A measure of the article’s effectiveness is how impossible it is to read Mr. Ouroussoff’s valedictory Times review of Rem Koolhaas’s CCTV Building—with its Beijing dateline, celebrity architect and insouciance to politics—and not see the talons of Ms. Lange’s dissent (“He’s slippery”; “He doesn’t care”).
Indeed, the dissent has become more like conventional wisdom, which puts additional pressure on Mr. Kimmelman: to fix a staggering brand. “Reading Herbert,” Ms. Iovine said, “was like riding a roller-coaster with a hot-house orchid,” while Ada Louise Huxtable “combined gold standard aesthetics … with a no-stone-unturned journalistic integrity and a deep-six knowledge of how things got done in NYC.”
Mr. Ouroussoff, by contrast, “was never a must-read and in that way lowered the bar.”
Or as Mark Lamster, an Architectural Review editor (and co-blogger of Ms. Lange), told The Observer in an email: “[Kimmelman] will need to stake out some critical territory for himself, a voice on the subject. …
“Ada Louise has a voice (acerbic defender of the city); Goldberger has a voice (the artful company man); Muschamp had a voice (champion of glamour). Nicolai, alas, has no voice.”
The most easily misinterpreted of Ms. Lange’s gripes is finally the most fatal: Nicolai Ouroussoff doesn’t sound like he’s writing from anywhere, besides the centripetal solar systems of starchitecture.
“A lot of people,” she explained, “thought it was retrograde of me to want the Times critic to write more about New York, and maybe it is. But I see [Chicago’s Blair] Kamin, [San Francisco’s John] King, [Boston’s Robert] Campbell, L.A.’s [Christopher] Hawthorne doing that, so it is not like a lost art.
“I want to feel the Times critic has been to Brooklyn,” she said. “Lots of times.”
There is, of course, a certain irony to the voices of the web demanding that a dead-tree journalist return to earth—or indeed, the five boroughs. Ironic, but historically sensible.
For Alexandra Lange and Julie Iovine, the deterritorialization of the Times architecture critic began immediately after the departure of Ms. Huxtable, with her indomitable knowledge of zoning laws, block-level history and City Council minutiae.
Naturally, Mr. Goldberger sets it later: “I think in Ada Louise’s time, and I hope in my time, the person in that job was a critical force—a very central presence in the dialogue about the future of New York. That’s less true today. … Herbert Muschamp and Nicolai Ouroussoff were both somewhat less interested in that and somewhat more interested in architecture as an object and artifact. … Whatever the reason, it is a very real loss.”

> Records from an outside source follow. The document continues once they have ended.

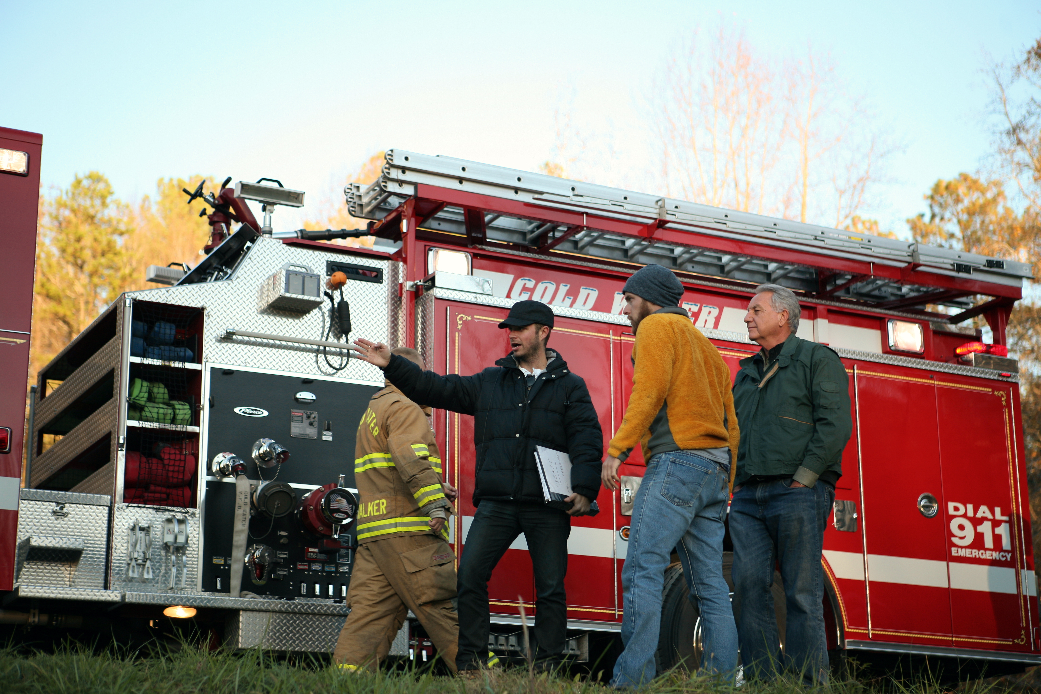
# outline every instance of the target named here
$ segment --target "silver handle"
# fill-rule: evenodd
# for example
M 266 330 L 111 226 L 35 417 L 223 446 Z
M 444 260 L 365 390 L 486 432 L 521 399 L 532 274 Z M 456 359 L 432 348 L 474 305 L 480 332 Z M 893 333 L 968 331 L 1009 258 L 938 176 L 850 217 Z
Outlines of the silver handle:
M 940 504 L 936 500 L 936 497 L 925 492 L 918 497 L 918 511 L 921 515 L 926 518 L 932 518 L 940 510 Z

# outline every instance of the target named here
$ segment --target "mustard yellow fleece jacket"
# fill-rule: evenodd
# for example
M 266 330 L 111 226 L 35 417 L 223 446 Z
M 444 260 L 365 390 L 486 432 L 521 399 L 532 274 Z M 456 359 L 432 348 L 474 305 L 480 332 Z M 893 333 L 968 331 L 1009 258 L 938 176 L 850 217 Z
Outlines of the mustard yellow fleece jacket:
M 633 364 L 629 407 L 608 455 L 625 460 L 637 442 L 644 460 L 668 451 L 730 447 L 733 484 L 740 432 L 730 369 L 687 312 L 666 307 L 643 318 Z

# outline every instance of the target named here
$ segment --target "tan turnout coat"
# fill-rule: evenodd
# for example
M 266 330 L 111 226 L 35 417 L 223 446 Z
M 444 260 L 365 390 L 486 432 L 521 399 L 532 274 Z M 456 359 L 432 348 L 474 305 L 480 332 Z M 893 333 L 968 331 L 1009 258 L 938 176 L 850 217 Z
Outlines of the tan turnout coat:
M 427 514 L 452 507 L 441 489 L 440 453 L 424 411 L 388 385 L 373 395 L 355 440 L 358 542 L 433 534 Z

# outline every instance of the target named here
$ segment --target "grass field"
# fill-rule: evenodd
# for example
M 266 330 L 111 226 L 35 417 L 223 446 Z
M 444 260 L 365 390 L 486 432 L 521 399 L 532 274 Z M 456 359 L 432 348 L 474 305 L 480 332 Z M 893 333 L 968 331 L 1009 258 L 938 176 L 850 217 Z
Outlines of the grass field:
M 1035 692 L 1025 678 L 976 682 L 957 688 L 960 694 L 993 692 Z M 1015 682 L 1019 679 L 1020 682 Z M 430 672 L 398 670 L 382 673 L 342 674 L 327 664 L 305 659 L 286 661 L 261 652 L 209 652 L 186 646 L 151 656 L 98 653 L 75 644 L 56 651 L 32 652 L 8 647 L 0 650 L 0 694 L 39 692 L 40 694 L 606 694 L 609 690 L 588 677 L 530 676 L 525 668 L 504 668 L 479 682 L 435 675 Z M 824 691 L 834 694 L 868 694 L 887 690 L 899 694 L 939 694 L 953 691 L 929 683 L 899 684 L 856 679 L 833 683 Z M 728 686 L 707 678 L 691 678 L 681 672 L 659 677 L 643 690 L 651 694 L 731 691 Z M 750 683 L 742 694 L 783 694 L 806 691 L 791 682 L 772 685 Z

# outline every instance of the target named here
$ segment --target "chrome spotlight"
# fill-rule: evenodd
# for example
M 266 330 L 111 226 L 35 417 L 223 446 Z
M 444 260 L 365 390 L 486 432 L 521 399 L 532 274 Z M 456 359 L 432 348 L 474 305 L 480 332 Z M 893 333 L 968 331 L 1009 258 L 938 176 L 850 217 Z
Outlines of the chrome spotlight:
M 275 467 L 289 459 L 289 452 L 275 439 L 262 438 L 253 444 L 253 462 L 260 467 Z
M 232 470 L 239 465 L 242 466 L 243 471 L 245 471 L 246 463 L 243 462 L 242 458 L 233 453 L 224 452 L 213 456 L 213 460 L 210 463 L 210 469 L 213 470 L 213 474 L 215 477 L 227 478 L 230 477 Z

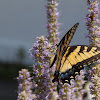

His successors, Ms. Goldberger noted, may have simply followed the general trend at The Times—that to survive, it would have to be a national, or international, paper. It’s perhaps a sign both of the success of that effort and of the prestige Ms. Huxtable’s original creation still commands that people in Beijing and Bilbao and Dubai and Detroit care what a critic in New York thinks about their built environment. Yet, at a time when scores of qualified Twitterers can publicly weigh in, in real-time, on the Times’s hiring decisions, what the world needs from its papers of record may be coming full (if imperfect) circle.
In other words, Ada Louise Huxtable brought worldly architectural literacy to a provincial readership; can the next Times critic bring the dense, on-the-ground realities of its province to a global audience—that is, the global audience?
After all, however cosmopolitan their makers, buildings ultimately have to live somewhere.
“There’s a worry now,” Ms. Iovine noted, “that someone who is known as an art critic—an appraiser of the object—will be tempted to also treat architecture as an object. It ain’t so! Especially right now—the idea of the starchitect is entirely passé. No one practices that way anymore. It’s over, done, good riddance.”
Wanted: intellectually brilliant, stylistically inimitable critic; must be sensitive to history, get along with the neighbors and come in under budget. If Michael Kimmelman doesn’t appreciate the pressures and passions of architecture now, he may soon enough.